A week or two ago I finished reading Neil Postman’s “Amusing Ourselves to Death.” His book is about why he thinks television is incapable of facilitating serious and meaningful conversation. In his opinion, TV is only good for entertainment. Here are some quotes, for your consideration, that made me pause and think about the questions he raises and issues he addresses. The page numbers apply to the 1986 edition (ISBN-10: 0140094385; ISBN-13: 978-0140094381).
“The problem is not that television presents us with entertaining subject matter but that all subject matter is presented as entertaining, which is another issue altogether.
“To say it still another way: Entertainment is the supra-ideology of all discourse on television. No matter what is depicted or from what point of view, the overarching presumption is that it is there for our amusement and pleasure.”
(Page 87)
“[W]hereas we expect books and even other media (such as film) to maintain a consistency of tone and a continuity of content, we have no such expectation of television news. We have become so accustomed to its discontinuities that we are no longer struck dumb, as any sane person would be, by a newscaster who having just reported that a nuclear war is inevitable goes on to say that he will be right back after this word from Burger King. [...] One can hardly underestimate the damage that such juxtapositions do to our sense of the world as a serious place. The damage is especially massive to youthful viewers who depend so much on television for their clues as to how to respond to the world. In watching television news, they, more than any other segment of the audience, are drawn into an epistemology based on the assumption that all reports of cruelty and death are greatly exaggerated and, in any case, not to be taken seriously or reported sanely.”
(Page 104)
“Today, on television commercials, propositions are as scarce as unattractive people. The truth or falsity of an advertiser’s claim is simply not an issue. A McDonald’s commercial, for example, is not a series of testable, logically ordered assertions. It is a drama — a mythology, if you will — of handsome people selling, buying and eating hamburgers, and being driven to near ecstasy by their good fortune. No claims are made, except those the viewer projects onto or infers from the drama. One can like or dislike a television commercial, of course. But one cannot refute it.

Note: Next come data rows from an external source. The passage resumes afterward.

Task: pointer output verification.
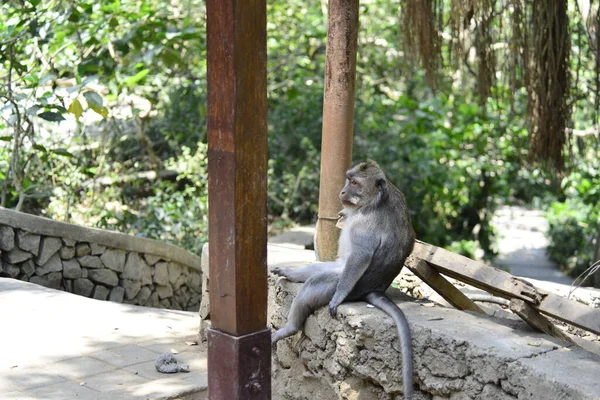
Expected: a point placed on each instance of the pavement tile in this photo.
(125, 355)
(118, 380)
(28, 378)
(63, 391)
(77, 368)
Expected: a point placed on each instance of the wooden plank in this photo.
(237, 162)
(536, 320)
(441, 285)
(338, 120)
(503, 284)
(492, 280)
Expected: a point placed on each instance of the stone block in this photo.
(54, 264)
(7, 238)
(152, 259)
(28, 267)
(90, 262)
(83, 287)
(104, 276)
(83, 249)
(72, 269)
(164, 291)
(133, 267)
(114, 259)
(97, 249)
(29, 242)
(174, 272)
(17, 255)
(67, 253)
(161, 273)
(143, 296)
(48, 247)
(52, 280)
(100, 292)
(117, 294)
(131, 287)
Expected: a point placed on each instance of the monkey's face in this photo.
(364, 185)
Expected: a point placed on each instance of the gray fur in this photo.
(377, 237)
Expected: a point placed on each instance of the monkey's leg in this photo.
(303, 273)
(381, 301)
(316, 292)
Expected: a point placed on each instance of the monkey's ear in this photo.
(383, 194)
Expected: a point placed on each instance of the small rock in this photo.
(83, 287)
(83, 249)
(114, 259)
(97, 249)
(100, 292)
(161, 273)
(29, 242)
(54, 264)
(104, 276)
(48, 247)
(7, 238)
(67, 253)
(17, 255)
(90, 262)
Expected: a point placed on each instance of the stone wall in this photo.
(98, 264)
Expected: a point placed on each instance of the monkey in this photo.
(377, 236)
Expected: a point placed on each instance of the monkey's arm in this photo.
(363, 249)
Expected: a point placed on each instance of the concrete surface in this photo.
(57, 345)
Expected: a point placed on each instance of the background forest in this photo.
(103, 116)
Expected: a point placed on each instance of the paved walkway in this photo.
(56, 345)
(522, 245)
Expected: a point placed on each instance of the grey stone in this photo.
(161, 273)
(143, 296)
(195, 282)
(164, 291)
(28, 241)
(152, 259)
(7, 238)
(83, 249)
(104, 276)
(83, 287)
(17, 255)
(97, 249)
(67, 253)
(69, 242)
(100, 292)
(174, 271)
(48, 247)
(54, 264)
(116, 294)
(133, 267)
(12, 270)
(114, 259)
(52, 280)
(72, 269)
(90, 262)
(131, 288)
(28, 267)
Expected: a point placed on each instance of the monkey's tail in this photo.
(381, 301)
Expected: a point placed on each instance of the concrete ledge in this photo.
(458, 355)
(45, 226)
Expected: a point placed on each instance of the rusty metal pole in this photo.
(239, 343)
(338, 119)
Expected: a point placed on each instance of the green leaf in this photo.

“Indeed, we may go this far: the television commercial is not at all about the character of products to be consumed. It is about the character of the consumers of products. Images of movie stars and famous athletes, of serene lakes and macho fishing trips, of elegant dinners and romantic interludes, of happy families packing their station wagons for a picnic in the country — these tell nothing about the products being sold. But they tell everything about the fears, fancies and dreams of those who might buy them. What the advertiser needs to know is not what is right about the product but what is wrong about the buyer. And so, the balance of business expenditures shifts from product research to market research. The television commercial has oriented business away from making products of value and towards making consumers feel valuable, which means that the business of business has now become pseudo-therapy.”
(Page 128)
“Tyrants of all varieties have always known about the value of providing the masses with amusements as a means of pacifying discontent. But most of them could not have even hoped for a situation in which the masses would ignore that which does not amuse. That is why tyrants have always relied, and still do, on censorship. Censorship, after all, is the tribute tyrants pay to the assumption that a public knows the difference between serious discourse and entertainment-and cares. How delighted would be all the kings, czars and fuhrers of the past and commissars of the present to know that censorship is not a necessity when all political discourse takes the form of a jest.”
(Page 141)
“When a population becomes distracted by trivia, when cultural life is redefined as a perpetual round of entertainment, when serious public conversation becomes a form of baby-talk, when, in short, a people become an audience and their public business a vaudeville act, then a nation finds itself at risk: culture-death is a clear possibility.”
(Pages 155-156)
Written at 4:01 pm || Filed under: General
July 18th, 2008 at 9:56 pm
added this book to my library que. :)
July 19th, 2008 at 7:16 am
LOL. And I added “Who’s Your City?”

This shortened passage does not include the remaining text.